I’m not quite old enough to have seen the birth of television, but they weren’t a common household item when I was a youngster. The pictures were a little scratchy compared to modern television and the sound systems were a little tinny, but they were still treasured windows into another world. Books were much more common. We were encouraged to read and use our imaginations, which were, as my mother was fond of saying, our ‘own little televisions. You just need your imagination to bring the pictures to life’.

Essentially that is what animation is all about, bringing still pictures to life. This has been achieved by painting images on cave walls with the limbs in various states of movement; painting bowls or cylinders and spinning them to give the illusion that the painting is moving through each sequential movement. Then the more modern flip books came along, with sequential drawings on individual pages, before animation moved to the ‘modern’ era of film. Apart from the first, all of these methods move the images one by one, at speed, so that the mind focuses on the drawings which appear to be moving.

While the commercial marketing and publishing of animated films may be the province of film studios, the actual production of animation is not outside the reach of the average person.

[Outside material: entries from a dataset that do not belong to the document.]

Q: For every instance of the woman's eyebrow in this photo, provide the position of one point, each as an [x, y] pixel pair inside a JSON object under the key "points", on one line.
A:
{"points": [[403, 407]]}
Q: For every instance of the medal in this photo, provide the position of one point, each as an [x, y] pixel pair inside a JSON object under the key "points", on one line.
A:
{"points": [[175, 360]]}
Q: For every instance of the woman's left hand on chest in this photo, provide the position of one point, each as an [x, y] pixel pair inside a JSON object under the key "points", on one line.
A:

There are sufficient materials and methods for anyone to be able to make non-digital animations, such as flip books. With technology, such as a mobile telephone camera, laptop and open-source software we can digitize the drawings to create an animated film. The methods may not be as sophisticated as a large film studio, but they are certainly achievable with time and patience (and perhaps, a little artistic talent).

As to why anyone would want to create complex animations that can be as complex an answer as the animation itself. Animations can be used purely for entertainment, for us as their creators or for others, but they can also be used as tools. They can be used to demonstrate concepts and procedures in the workplace or in classrooms. They can be used to learn these things too, by students from all levels of education. The only thing which limits their usefulness is our imagination. Which means my mother was right all along; to bring my pictures to life, I need my imagination. Oh boy I can hear her now . . .

“I told you so!”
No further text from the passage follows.